# I Got Sucked In

Over the past few months I’ve resisted distraction by the pretty awesome work that Tyler Morgan Wall has been doing with his rayshader package. His blog post on the topic is visually stunning, accessible, and pedagogically effective. So I admired the lively reliefs that cropped up on twitter and left it at that.

But then others picked on the rayshading algorithm to make a point about the incorrigible slowness of R, and the combination of cool graphics and an insult on R’s good name is simply too much for me to ignore.

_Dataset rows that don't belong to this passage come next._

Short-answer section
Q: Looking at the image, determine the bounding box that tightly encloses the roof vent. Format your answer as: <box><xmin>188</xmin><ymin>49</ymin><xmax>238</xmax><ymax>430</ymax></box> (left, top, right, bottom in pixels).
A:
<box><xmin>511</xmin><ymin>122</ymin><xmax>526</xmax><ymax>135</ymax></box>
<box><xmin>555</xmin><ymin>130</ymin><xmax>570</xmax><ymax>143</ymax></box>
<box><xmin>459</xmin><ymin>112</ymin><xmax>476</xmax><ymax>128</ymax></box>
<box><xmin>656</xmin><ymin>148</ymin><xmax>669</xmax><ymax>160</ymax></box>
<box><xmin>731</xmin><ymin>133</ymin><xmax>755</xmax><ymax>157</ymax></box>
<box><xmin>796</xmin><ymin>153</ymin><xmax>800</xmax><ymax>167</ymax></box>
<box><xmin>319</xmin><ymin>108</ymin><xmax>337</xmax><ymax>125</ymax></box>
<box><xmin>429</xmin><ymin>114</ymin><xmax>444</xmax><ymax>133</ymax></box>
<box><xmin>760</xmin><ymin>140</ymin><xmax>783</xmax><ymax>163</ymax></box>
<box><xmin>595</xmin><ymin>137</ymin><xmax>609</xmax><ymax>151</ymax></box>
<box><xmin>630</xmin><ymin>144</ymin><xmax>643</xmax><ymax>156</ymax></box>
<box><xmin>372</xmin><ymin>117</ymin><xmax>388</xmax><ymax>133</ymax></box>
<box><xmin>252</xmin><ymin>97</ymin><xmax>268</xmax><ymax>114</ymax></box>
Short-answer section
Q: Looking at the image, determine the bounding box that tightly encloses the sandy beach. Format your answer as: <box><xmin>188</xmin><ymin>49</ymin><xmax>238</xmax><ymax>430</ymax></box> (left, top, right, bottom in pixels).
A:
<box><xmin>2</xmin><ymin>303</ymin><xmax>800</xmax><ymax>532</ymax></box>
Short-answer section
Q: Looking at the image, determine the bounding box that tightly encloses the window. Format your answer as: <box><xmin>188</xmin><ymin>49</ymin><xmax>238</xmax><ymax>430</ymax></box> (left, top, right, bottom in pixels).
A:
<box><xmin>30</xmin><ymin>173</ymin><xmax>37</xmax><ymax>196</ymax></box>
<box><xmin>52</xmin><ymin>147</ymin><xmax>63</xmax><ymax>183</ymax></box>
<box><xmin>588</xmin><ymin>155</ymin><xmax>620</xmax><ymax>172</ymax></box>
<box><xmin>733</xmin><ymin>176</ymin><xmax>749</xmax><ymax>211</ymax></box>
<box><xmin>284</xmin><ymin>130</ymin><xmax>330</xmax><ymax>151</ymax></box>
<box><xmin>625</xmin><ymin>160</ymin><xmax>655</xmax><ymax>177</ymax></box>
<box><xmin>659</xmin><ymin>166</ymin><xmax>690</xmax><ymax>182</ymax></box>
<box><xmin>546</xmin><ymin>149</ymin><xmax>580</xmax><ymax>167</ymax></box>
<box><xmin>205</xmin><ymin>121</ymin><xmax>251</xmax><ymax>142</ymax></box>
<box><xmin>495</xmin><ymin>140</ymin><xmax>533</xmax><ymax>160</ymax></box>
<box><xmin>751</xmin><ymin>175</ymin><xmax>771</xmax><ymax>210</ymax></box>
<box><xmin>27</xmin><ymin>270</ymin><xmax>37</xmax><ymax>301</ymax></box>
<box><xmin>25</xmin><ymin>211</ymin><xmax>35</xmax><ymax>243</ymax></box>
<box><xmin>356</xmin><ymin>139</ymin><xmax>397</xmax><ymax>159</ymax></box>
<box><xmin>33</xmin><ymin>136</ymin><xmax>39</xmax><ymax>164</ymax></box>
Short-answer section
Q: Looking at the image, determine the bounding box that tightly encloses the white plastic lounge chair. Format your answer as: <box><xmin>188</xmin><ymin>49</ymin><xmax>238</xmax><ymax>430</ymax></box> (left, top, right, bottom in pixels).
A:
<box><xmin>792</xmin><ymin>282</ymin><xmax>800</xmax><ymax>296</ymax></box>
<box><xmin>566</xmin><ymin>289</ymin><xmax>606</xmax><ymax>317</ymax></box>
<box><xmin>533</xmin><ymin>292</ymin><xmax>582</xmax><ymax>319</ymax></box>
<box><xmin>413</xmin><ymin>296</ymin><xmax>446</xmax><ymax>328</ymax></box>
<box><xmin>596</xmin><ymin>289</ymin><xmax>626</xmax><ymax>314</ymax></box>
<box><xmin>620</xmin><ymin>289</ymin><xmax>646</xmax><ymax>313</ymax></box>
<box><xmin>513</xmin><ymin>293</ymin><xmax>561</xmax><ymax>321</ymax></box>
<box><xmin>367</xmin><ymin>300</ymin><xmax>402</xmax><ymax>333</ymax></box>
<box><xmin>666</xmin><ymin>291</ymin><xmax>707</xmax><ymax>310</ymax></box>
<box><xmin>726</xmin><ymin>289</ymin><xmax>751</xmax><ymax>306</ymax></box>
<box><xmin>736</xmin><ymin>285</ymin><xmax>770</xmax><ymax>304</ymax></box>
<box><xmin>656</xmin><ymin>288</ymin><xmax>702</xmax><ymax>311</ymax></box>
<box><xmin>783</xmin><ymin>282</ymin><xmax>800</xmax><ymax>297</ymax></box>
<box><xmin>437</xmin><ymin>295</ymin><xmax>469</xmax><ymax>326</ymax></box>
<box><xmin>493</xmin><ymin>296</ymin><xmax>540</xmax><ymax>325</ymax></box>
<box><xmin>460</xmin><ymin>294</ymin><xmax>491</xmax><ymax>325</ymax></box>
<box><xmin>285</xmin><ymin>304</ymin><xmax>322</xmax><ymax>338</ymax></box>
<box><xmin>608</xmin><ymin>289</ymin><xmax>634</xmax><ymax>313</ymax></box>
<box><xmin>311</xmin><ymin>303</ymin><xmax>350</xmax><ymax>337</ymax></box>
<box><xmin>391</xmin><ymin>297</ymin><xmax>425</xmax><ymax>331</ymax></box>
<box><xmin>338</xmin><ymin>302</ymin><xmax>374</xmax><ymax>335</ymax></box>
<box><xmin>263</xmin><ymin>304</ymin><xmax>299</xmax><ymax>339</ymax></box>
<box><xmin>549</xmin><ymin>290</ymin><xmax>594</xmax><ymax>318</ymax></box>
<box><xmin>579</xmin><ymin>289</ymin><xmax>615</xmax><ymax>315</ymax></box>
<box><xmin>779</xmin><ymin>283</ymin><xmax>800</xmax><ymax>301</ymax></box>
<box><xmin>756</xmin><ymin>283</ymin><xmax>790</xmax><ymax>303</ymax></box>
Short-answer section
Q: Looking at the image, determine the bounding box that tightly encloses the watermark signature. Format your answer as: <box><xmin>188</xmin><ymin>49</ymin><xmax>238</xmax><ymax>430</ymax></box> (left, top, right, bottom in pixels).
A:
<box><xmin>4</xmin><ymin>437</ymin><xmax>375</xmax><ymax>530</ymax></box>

**R is not that slow!** Figure 1 below was rendered with a pure-R ray-shader:

It took ~15 seconds on my system. `rayshader::ray_shade`

, which is written in
C++, takes over 20 seconds to do the same.

This post is not about whether `rayshader`

should be written in pure R
(it should not be); it is just a case study on how to write reasonably fast
pure-R code to solve a problem that on its face does not seem well suited to R.

# R *Can* be Slow

The benchmarks that sucked me into this are from Wolf Vollprecht’s Next Journal article (Fig 2):

The height of the bars represent the speed-up factor relative to the simple R implementation.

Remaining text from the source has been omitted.